A Tale of Two Projects

In a week’s time, the semester and by extension the DH Fellowship will come to an end. As such, it is time for the end of the semester blog post. IN the time since my last blog post, I have had divided my time into two projects associated with Digital Humanities Now. The first project (Web Scraping) was focused on the content published by DHNow while the second (Web Mapping) focused on DHNow’s Editors-at-Large base.

Web Scraping

Over the years, Digital Humanities Now has published hundreds of Editor’s Choice pieces. For 2014 alone, roughly 165 Editor’s Choice articles from numerous authors were featured. Such a large corpus of documents provided a ready source of data about the publishing patterns of DHNow. In order to translate the documents into usable data we needed to format the Editor’s Choice articles into a usable format, namely machine-readable text. The task, then, was to go through each Editor’s Choice article and scrape the body text down into a .txt file. I had never scraped a website before, so this project was going to be a great learning opportunity.

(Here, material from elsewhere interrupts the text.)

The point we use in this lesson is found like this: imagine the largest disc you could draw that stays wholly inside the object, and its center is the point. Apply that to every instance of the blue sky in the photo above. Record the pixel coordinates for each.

I began the project by reading through the Beautiful Soup web scraping tutorial on Programming Historian by Jeri Wieringa. It uses a Python library called Beautiful Soup to go into a website and scrape the data. During my rotation in the Research Division last semester, the three first year Fellows had quickly worked through the Beautiful Soup tutorial but I needed a refresher. However, I made a switch from Python and to R. This change came from the suggestion of Amanda Regan who has experience using R. As she explained it, R is a statistical computing language and would be a better resource in analyzing the corpus of Editor’s Choices than Python. After downloading R Studio (a great IDE) and playing around with R, I found it to be a fairly intuitive language (more so for those who have some background in coding). I came to rely on Mandy and Lincoln Mullen when running into issues and they were both extremely helpful. Learning R was fun and it was also exciting as R is the primary language taught and used in the Clio Wired III course, which I plan on taking the next time it is offered.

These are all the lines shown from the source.